De hoge belasting- en premiedruk van de verzorgingsmaatschappij dwingt mensen volgens Mees om allerlei laagwaardig werk zelf te doen, omdat dit te kostbaar zou zijn om uit te besteden. Een goede nanny is onvindbaar of onbetaalbaar. Dat ontmoedigt bijvoorbeeld hoogopgeleide vrouwen om een volwaardige carrière te ambiëren. Maar Mees miskent dat mensen ook geïnteresseerd kunnen zijn in een betere mix van arbeid, zorg en vrije tijd en dat ze lijden onder de combinatiedruk en prestatiedrang van een hooggestreste samenleving. Misschien vinden mensen het gewoon aangenaam om een dag in de tuin te werken of het plafond te witten. Of vinden hoogopgeleide vrouwen het prettiger om de tijd te hebben om te ‘tutten’ met hun kinderen in plaats van supersnel carrière te maken en door het glazen plafond heen te breken.

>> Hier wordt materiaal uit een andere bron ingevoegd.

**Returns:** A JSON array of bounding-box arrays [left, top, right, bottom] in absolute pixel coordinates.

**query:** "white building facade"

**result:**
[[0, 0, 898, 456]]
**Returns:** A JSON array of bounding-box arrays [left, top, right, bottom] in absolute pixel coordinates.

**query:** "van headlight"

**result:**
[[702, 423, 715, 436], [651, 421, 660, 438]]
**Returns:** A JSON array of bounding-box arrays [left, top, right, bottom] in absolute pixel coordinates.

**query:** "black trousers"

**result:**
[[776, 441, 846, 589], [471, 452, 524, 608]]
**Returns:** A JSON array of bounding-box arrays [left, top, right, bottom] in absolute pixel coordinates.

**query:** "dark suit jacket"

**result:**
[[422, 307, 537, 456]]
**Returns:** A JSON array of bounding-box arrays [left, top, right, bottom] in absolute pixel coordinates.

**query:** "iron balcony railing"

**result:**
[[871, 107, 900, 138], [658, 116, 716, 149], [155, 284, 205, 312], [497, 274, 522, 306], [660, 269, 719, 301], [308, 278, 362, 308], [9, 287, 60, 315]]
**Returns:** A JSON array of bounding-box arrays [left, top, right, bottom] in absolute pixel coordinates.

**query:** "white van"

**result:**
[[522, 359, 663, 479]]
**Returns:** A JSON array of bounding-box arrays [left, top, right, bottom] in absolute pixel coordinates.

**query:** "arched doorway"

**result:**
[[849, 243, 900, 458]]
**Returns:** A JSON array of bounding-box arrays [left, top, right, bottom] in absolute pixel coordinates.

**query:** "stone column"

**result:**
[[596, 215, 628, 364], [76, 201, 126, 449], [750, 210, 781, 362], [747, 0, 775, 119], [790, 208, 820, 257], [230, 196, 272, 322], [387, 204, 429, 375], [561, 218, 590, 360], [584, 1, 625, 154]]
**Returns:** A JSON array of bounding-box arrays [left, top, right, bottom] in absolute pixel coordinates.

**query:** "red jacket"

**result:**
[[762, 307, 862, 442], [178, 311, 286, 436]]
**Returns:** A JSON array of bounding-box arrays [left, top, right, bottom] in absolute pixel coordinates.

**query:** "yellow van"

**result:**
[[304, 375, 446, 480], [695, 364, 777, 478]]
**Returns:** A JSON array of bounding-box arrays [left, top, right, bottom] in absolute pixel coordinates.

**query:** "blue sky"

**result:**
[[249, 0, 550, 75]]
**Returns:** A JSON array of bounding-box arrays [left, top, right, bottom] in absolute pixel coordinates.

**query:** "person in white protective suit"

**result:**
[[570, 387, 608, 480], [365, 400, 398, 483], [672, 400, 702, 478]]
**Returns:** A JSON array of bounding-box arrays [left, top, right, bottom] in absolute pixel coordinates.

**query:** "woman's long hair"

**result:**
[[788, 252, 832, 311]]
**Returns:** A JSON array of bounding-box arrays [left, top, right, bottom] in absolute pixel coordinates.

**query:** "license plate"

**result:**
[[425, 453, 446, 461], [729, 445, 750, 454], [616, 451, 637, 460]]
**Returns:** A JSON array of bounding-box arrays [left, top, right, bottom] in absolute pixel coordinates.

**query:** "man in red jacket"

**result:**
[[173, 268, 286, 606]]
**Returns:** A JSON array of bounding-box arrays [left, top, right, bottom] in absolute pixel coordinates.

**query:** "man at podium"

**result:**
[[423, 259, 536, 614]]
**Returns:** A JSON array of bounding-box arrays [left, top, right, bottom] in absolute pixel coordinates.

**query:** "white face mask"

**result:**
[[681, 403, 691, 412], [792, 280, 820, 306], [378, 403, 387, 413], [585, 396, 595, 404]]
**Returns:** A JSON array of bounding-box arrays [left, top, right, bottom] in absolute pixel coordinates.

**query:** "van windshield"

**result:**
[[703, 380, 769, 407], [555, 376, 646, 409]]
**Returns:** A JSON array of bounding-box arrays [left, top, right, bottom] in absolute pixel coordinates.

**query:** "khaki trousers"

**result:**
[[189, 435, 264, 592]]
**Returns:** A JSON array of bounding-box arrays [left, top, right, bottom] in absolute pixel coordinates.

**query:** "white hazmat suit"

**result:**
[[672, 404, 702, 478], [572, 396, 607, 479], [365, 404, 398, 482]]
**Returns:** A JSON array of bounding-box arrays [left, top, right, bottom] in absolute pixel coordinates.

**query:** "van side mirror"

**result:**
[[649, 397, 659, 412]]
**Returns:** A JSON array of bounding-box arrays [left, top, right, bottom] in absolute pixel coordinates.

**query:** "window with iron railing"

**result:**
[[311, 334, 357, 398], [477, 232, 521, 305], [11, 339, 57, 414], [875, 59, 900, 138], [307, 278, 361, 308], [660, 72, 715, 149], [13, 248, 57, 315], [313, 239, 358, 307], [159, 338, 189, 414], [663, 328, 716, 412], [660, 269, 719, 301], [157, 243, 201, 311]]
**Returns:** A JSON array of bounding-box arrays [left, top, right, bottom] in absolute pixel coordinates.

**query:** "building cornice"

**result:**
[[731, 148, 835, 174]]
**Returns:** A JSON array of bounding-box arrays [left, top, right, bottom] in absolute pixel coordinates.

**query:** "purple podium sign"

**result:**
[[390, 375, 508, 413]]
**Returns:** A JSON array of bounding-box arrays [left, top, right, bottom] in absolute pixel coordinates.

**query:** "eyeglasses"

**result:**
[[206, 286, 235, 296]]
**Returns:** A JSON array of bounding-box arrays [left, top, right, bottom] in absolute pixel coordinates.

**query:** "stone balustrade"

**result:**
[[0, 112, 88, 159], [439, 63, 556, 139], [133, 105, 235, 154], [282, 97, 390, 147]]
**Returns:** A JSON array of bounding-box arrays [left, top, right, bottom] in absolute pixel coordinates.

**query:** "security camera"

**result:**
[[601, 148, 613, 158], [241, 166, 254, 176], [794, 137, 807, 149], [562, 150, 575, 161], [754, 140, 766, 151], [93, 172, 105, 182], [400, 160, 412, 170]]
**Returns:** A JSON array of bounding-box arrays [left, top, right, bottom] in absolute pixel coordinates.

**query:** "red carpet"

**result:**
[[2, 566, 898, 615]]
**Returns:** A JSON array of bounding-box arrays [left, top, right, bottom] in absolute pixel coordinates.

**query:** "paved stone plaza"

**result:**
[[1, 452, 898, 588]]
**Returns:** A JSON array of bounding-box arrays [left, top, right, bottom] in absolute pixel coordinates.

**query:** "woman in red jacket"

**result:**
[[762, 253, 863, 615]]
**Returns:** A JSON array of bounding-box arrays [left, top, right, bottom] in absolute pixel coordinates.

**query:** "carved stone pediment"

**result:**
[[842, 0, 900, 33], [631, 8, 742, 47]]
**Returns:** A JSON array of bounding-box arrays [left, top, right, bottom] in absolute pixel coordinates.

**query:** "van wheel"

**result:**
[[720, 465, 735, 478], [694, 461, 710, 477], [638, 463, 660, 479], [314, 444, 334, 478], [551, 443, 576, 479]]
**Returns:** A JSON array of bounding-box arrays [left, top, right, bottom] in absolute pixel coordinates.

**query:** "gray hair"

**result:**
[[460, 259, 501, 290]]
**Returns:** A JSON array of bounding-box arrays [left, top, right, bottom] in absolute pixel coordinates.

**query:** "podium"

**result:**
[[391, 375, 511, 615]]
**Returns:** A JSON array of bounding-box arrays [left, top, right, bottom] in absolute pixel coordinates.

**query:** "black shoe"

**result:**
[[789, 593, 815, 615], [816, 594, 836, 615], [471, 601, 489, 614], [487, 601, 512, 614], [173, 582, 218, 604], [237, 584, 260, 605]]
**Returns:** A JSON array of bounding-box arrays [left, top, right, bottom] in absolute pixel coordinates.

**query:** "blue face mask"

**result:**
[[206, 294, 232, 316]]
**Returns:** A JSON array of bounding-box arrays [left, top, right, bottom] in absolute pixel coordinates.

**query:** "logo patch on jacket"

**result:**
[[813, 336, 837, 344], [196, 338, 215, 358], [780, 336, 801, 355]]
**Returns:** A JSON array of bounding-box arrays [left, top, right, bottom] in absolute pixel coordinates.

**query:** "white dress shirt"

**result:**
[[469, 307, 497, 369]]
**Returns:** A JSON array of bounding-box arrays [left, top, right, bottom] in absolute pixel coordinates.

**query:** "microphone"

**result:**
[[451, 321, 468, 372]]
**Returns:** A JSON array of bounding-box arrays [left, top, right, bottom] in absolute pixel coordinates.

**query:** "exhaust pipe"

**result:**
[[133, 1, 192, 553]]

De Amerikaanse overwerktheid en stresscultuur staan hier tegenover de relatief ontspannen arbeidssamenleving die onder andere wordt mogelijk gemaakt door een hoger niveau van sociale zekerheid. Mees omarmt daarentegen een puur individualistische kansenmaatschappij waarin het ‘ieder voor zich’ is, de kwaliteit van het leven er minder toe doet, en het ethos van de workaholic overheerst. Waarom bijvoorbeeld die exclusieve focus op junkbanen in de persoonlijke dienstverlening, op de private markt? De hogere belastingdruk in het Nederlands-Europese sociale model kan ook worden ingezet voor de schepping van een groter aantal gesubsidieerde banen voor lager opgeleiden in de openbare ruimte en de publieke dienstverlening (zoals de zorg of het onderwijs), waarbij de kwaliteit van de arbeid beter kan worden bewaakt.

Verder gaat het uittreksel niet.